Faculty Convivium

The Faculty Convivium is a luncheon lecture series featuring SUNY Oneonta faculty who present their research and creative activity projects, accessible to the non-specialist, in a collegial atmosphere.

Seating is limited. To reserve a seat please call x2517 at least several days before a scheduled Convivium talk. Vegetarian meals are available.

Questions? Comments? Email a member of the Faculty Convivium committee.

Fall 2023 Lecture Series

Presented in Otsego Grille, Morris Conference Center, at noon
(unless otherwise noted)


Wednesday, November 15th

Alissa Walls (Art History)Space Dust:
Robert Smithson’s Spiral Jetty and Nancy Holt’s Sun Tunnels

My talk “Space Dust,” explores the relationship between the Great Salt Lake and two works of land art: Robert Smithson’s Spiral Jetty (April 1970) and Nancy Holt’s Sun Tunnels (1973-76). Taken together, Spiral Jetty and Sun Tunnels serve as touchstones for notions of being and doing as artistically investigated through space and time, light and scale. Given their geographic and geologic connections to the Great Salt Lake, in imminent danger of total extinction, these earthworks also spur us to contemplate just what constitutes sustainable living in the contemporary era.
    My research is both art historical and rooted in my own artistic practice, the Spiral having driven work that I have made since 2020. An art memoir in-progress entitled Running the Entire Length: On Running, Breath, Art, and Life explores themes from this more focused study and, more broadly, states of being and doing. In the Spring I will present the exhibition Space Dust at the Open Space Gallery at SUNY-Oneonta, which will encompass the third movement in my Space Trilogy.

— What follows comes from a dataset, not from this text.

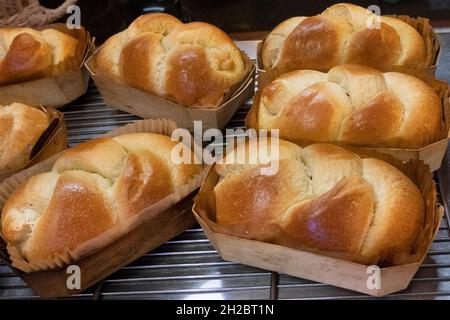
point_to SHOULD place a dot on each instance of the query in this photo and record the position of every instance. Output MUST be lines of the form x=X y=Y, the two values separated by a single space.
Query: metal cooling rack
x=188 y=267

Thursday, October 5, noon to 1:00 p.m. Otsego Grille, Morris Conference Center Valerie Rapson Physics and Astronomy Studying Alien Worlds from the College Camp Observatory

Thursday, October 5th

Valerie Rapson (Physics and Astronomy)
Studying Alien Worlds from the College Camp Observatory

In the last 30 years, over 5000 planets have been discovered orbiting other stars in our galaxy. Most of these exoplanets are discovered when they transit their host star, briefly causing the star to dim once per planet orbit. While large space-based telescopes make the bulk of the initial detections, small ground-based telescopes play a crucial role in confirmation and follow-up observations of known systems. Using telescopes at the College Camp Observatory, we can determine the size of the exoplanet, the orbital distance from the star, and potentially detect the presence of additional planets in the system. In this talk, I will share the work that SUNY Oneonta students and I have done to explore known exoplanet systems, and our attempts to detect candidate exoplanets identified by the TESS Observatory. I’ll also discuss my efforts to inspire the general public to get involved in these, and other astronomy-based Citizen Science projects, through public outreach events and planetarium shows.

Spring 2023 Lecture Series

Presented in Otsego Grille, Morris Conference Center, at noon
(unless otherwise noted)


Wednesday, April 5th

Chloe Diamond-Lenow (Women’s and Gender Studies)
"Race, Gender, Sex, and Species in the 'War on Terror'”

Cairo, a U.S. military working dog, was part of the SEAL Team 6 mission that captured and killed Osama bin Laden on May 1st, 2011. Cairo was rendered a public hero after the mission. Dogs like Cairo have figured centrally in the U.S. “war on terror” and in articulations of U.S. nationalism. The dogs are deployed as tools of intimidation, equipment to be cared for, pets to be loved, and heroes to be honored. In this talk, I analyze the politics of race, gender, sexuality, and species in discourses about, and practices surrounding, U.S. military working dogs and the dogs that Americans “rescue” from Iraq and Afghanistan from 2001-2021. I consider how dogs are deployed in this war to mediate representations of racialized masculinities and femininities within frameworks of U.S. nationalism and imperialism. This research extends transnational feminist and postcolonial literature on militarism and racialization through an analysis of how frames of species and tropes of animality inform racialized and gendered nationalisms in U.S. militarism and imperialism.